Le propriétaire d’un immeuble qu’il a donné à bail d’habitation délivre à ses locataires un commandement de payer un arriéré de loyers, visant la clause résolutoire insérée au bail, puis assigne ceux-ci en résiliation du bail. Le 28 octobre 2021, la Cour d’appel d’Aix-en-Provence le déboute de sa demande en résiliation du bail et de paiement d’un arriéré locatif. Par son arrêt du 6 avril 2023, la troisième chambre civile de la Cour de cassation rejette le pourvoi et affirme que les juges d’appel ont pu retenir la validité d’un bail consenti contre entretien d’une propriété : « Sous couvert d'un grief non fondé de dénaturation par omission, le moyen ne tend qu'à remettre en discussion l'appréciation souveraine de la cour d'appel qui a retenu qu'il était établi que, conformément au bail conclu le 1er juin 2016, et en l'absence de versements accomplis depuis lors au titre des loyers, les parties étaient convenues qu'aucun loyer n'était dû à compter de cette date, à charge pour les locataires d'entretenir l'ensemble de la propriété dont le bailleur conservait pour partie la jouissance. »

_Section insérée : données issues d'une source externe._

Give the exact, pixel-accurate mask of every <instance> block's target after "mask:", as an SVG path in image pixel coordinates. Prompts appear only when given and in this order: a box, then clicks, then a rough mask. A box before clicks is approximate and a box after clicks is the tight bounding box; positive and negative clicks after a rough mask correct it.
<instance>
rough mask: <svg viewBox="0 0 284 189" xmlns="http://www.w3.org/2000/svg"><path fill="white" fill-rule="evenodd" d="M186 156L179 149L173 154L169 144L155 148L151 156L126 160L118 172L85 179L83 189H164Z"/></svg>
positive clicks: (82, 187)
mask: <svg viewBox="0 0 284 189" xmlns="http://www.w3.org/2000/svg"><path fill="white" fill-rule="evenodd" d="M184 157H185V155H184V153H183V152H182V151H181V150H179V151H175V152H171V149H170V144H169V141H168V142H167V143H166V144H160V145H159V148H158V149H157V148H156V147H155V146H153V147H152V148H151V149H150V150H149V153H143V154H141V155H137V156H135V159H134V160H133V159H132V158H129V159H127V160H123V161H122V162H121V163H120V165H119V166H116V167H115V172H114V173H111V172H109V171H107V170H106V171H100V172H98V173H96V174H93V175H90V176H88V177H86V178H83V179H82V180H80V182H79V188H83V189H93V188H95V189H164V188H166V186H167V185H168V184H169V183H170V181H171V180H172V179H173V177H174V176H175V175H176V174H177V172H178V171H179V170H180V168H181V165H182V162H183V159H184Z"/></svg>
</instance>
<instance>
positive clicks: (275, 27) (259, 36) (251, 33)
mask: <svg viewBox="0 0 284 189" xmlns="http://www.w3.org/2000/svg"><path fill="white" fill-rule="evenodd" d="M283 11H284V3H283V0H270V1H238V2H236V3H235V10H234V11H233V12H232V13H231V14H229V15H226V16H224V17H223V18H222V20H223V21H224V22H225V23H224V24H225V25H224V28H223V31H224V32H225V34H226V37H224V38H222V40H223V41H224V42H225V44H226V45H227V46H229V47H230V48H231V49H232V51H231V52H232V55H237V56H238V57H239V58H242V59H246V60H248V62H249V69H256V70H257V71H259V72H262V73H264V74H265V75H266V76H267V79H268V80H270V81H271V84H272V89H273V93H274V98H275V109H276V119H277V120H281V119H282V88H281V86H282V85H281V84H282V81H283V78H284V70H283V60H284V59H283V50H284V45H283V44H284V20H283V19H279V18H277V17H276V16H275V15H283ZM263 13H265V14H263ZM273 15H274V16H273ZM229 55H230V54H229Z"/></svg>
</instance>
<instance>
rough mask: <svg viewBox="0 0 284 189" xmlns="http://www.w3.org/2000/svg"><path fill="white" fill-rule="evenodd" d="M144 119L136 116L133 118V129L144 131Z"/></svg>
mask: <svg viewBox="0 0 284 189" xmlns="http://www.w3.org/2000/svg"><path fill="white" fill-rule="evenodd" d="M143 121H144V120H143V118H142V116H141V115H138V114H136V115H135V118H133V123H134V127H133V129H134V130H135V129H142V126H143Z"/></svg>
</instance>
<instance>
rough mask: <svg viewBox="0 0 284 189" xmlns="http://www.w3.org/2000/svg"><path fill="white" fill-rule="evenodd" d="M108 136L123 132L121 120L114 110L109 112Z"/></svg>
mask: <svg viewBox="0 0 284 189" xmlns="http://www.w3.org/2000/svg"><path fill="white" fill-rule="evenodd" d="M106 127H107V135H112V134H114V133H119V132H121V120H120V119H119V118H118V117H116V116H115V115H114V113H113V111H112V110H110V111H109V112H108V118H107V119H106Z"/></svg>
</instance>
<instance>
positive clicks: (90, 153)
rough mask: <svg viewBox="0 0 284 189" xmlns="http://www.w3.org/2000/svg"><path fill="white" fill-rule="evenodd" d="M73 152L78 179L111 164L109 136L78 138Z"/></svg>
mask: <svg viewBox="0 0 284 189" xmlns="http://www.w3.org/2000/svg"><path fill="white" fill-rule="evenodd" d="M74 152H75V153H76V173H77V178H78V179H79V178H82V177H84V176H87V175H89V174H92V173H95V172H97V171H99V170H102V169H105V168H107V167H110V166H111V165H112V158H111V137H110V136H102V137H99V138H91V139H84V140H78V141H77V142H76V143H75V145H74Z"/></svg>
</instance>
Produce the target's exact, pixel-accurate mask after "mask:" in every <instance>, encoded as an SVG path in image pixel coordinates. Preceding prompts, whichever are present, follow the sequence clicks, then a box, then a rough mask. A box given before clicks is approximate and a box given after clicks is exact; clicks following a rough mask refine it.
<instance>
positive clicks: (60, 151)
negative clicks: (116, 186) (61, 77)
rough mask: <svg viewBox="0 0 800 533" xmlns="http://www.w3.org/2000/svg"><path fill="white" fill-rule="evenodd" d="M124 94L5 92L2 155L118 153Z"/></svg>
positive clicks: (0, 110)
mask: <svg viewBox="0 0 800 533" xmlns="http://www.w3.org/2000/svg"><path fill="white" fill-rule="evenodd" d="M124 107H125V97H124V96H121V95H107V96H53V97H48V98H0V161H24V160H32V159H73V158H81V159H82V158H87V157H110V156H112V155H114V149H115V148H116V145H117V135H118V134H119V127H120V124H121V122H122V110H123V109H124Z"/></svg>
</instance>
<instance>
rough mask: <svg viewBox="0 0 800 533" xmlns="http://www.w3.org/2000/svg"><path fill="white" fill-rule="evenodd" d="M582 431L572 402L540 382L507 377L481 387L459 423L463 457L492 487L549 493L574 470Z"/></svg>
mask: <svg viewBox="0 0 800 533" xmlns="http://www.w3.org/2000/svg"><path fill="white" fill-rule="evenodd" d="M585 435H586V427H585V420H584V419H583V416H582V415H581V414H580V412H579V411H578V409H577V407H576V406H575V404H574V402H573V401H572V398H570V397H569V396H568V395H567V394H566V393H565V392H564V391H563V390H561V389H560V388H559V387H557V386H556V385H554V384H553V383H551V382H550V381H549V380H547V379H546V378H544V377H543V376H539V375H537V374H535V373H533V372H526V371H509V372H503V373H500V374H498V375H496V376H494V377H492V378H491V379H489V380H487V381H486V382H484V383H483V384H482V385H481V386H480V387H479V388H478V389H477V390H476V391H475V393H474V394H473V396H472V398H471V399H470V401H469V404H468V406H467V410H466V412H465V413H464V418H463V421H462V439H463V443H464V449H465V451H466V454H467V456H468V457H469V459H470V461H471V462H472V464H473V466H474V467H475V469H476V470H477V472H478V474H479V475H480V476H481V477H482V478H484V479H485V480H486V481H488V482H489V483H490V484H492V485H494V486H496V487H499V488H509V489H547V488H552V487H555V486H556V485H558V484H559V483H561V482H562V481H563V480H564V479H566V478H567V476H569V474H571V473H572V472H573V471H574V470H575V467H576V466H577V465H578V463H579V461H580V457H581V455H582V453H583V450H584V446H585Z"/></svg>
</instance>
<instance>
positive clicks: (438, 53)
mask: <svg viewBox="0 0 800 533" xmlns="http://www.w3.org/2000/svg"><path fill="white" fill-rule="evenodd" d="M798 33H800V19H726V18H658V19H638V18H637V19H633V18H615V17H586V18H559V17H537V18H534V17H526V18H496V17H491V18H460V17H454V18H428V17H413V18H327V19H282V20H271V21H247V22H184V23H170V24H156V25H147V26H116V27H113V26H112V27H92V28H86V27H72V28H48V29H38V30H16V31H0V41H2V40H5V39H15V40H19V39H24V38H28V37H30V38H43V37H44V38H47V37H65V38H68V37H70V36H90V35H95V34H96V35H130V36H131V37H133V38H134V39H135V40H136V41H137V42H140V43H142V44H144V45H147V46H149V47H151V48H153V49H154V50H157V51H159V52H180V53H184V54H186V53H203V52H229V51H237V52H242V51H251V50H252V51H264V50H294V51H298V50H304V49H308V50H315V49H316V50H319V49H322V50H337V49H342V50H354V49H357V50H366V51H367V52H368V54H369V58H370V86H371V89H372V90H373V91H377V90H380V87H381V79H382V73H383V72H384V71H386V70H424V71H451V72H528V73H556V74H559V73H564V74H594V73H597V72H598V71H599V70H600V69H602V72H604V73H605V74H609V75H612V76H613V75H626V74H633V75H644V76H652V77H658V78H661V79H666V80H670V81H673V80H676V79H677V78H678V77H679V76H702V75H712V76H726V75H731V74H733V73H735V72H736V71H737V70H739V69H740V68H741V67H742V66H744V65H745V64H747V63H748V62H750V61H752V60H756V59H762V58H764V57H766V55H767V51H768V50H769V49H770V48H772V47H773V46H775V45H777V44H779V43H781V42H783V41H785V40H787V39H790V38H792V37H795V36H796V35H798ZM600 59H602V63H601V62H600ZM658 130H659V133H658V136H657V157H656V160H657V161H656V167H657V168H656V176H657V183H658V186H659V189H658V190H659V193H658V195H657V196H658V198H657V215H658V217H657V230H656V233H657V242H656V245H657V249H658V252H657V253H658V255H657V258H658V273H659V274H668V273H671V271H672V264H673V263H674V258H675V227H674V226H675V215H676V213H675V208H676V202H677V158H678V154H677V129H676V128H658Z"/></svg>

De longue date, il est admis que le « prix » du contrat de louage que le locataire paie au bailleur, et qui caractérise, aux termes même de l’article 1709 du Code civil, le « contrat de louage », ne consiste pas nécessairement en une somme d’argent mais peut être versé en nature.
Ainsi, dans un cas où une société avait mis à disposition un immeuble, dans lequel les locataires avaient opéré d’importants travaux de rénovation, dès la mise à disposition du bien, il a pu être valablement retenu que l’occupation avait été consentie en contrepartie de l’exécution de travaux importants et que le loyer avait été payé en nature par l’exécution desdits travaux ayant permis de transformer une ruine en logement habitable. (Cass. 3ème civ. 14 janvier 2004 n° 01-12.510).
Le droit rural fournit aussi de nombreuses jurisprudences dans lesquels le caractère onéreux d’un contrat comportant mise à disposition d’un immeuble à usage agricole a été retenu comme entraînant soumission au statut du fermage (art. 411-1 C. rur.) en présence d’une contrepartie autre que le versement d’une somme d’argent.
L’on se doit d’observer que la pérennité d’une telle solution risque d’être fortement remise en cause par la réforme du droit des contrats spéciaux. En effet, en l’état, il est prévu de modifier la définition du louage comme suit : « Le loyer consiste en une somme d’argent. Il peut être complété par la fourniture d’un bien ou d’un service. En ces cas, les règles prescrites en matière de vente ou d’entreprise s’appliquent en tant que de raison. »
Dès lors, si la réforme venait à être adoptée en ces termes, la seule fourniture d’une prestation de service ne pourra valablement constituer ni l’élément exclusif de la contrepartie onéreuse, ni l’élément principal de cette dernière.